Ben Henderson
Hi, I am Ben and I am undertaking PhD in DNP enhanced NMR spectroscopy at the University of Nottingham.
Having completed my undergraduate MSci course here at Nottingham, I proceeded to hang around for a few more years. Moving slightly north to the Magnetic Resonance Centre.
My Research
Dynamic nuclear polarisation can be used to substantially enhance the nuclear spin polarisation. This technique dramatically improves the sensitivity of NMR spectroscopy experiments. The high signal intensity makes it possible to avoid long averaging.
Instead, the spectral signature of the sample can frequently be acquired in a single excitation. Information about dynamic molecular processes within the sample can be obtained by a sequential acquistion of data using small flip angle rf pulses. To improve the temporal resolution a novel strategy based on muli-channel detection will be implemented on a dedicated DNP MR spectrometer.
This will involve the testing and optimisation of a probehead with 6 rf micro-coils, the development of shimming protocols to generate high field homogeneity, the design of sample injection devices and the integration of this strategy with the existing hardware for rapid sample transfer in a dual iso-centre magnet. Experimental protocols will be developed to maximise the DNP induced signal on molecules with biological relevance and time resolved acquisition data will be acquired and analysed with novel schemes, avoiding the conventional Fourier transformation.
Current state of project
Over the course of my project, we have managed to produce a robust and reliable peice of apparatus. The dual core system has been heavily modified and refined to increase the efficiency of the dissolution process. The dissolution DNP procedure has seen SNR enhancements of around 6000 be realised. We have also seen such enhancements on fast relaxing spin species such as labelled carbons in methyl groups. Results such as this would not be possible on slower systems.

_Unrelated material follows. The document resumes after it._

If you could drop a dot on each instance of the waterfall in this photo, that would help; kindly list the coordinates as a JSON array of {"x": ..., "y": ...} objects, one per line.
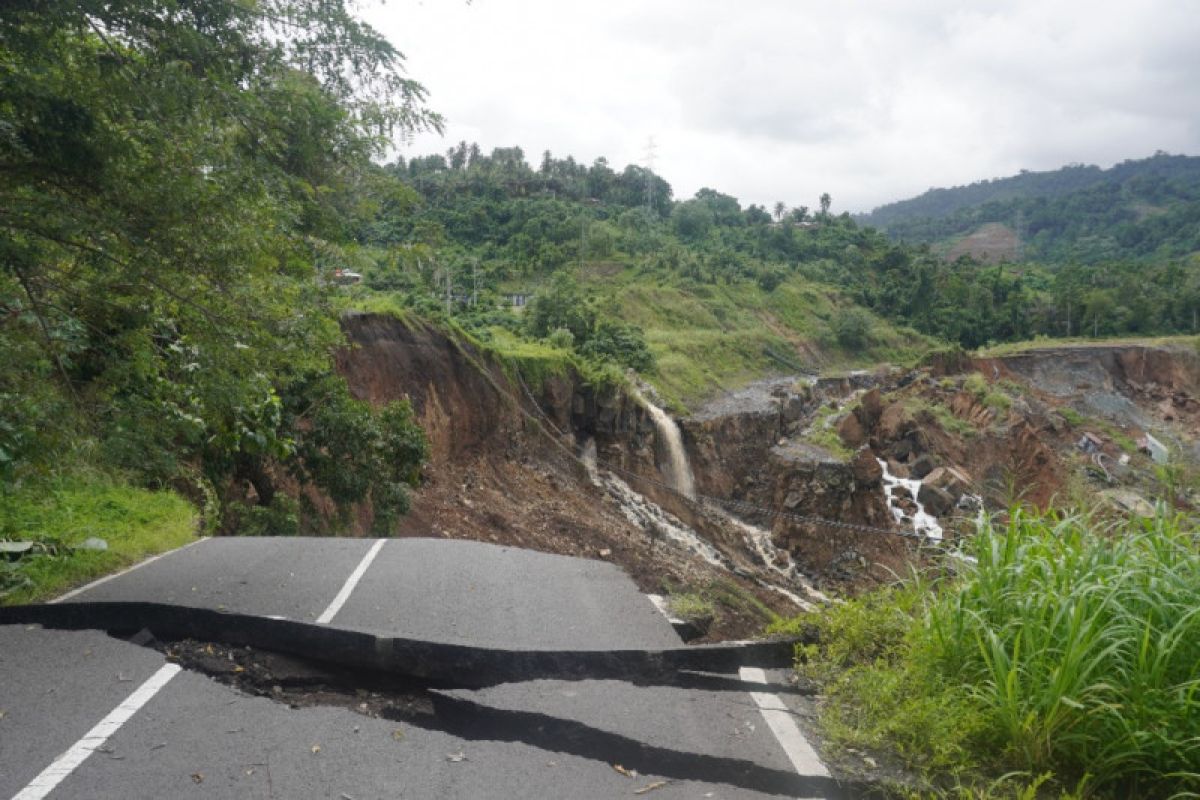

We are now looking into applications for the system including interaction between cell wall pentapeptide and anti-biotic compounds such as Vancomycin. Progress has also been made with the custom made Bruker Six channel flow probe. I have produced a robust shimming algorithm based on the traditional Simplex topological search algorithm. This has so far produced line widths on the order of 8 to 15Hz for all of the channels. While this is not impressive in comparison to hi-resolution single channel probes, it seems to be the best comprimise for a probe with such a geometry.
I have also been investigating the use of the six coil probe for the measurement of reaction kinetics. This has initially involved the use of a small mixing vessel to produce a fluid flod that is an anolog of a simple two site exchange chemical reaction. Initial tests show that six coil probe could become invaluable in testing extremely fast reactions using hyperpolarised NMR.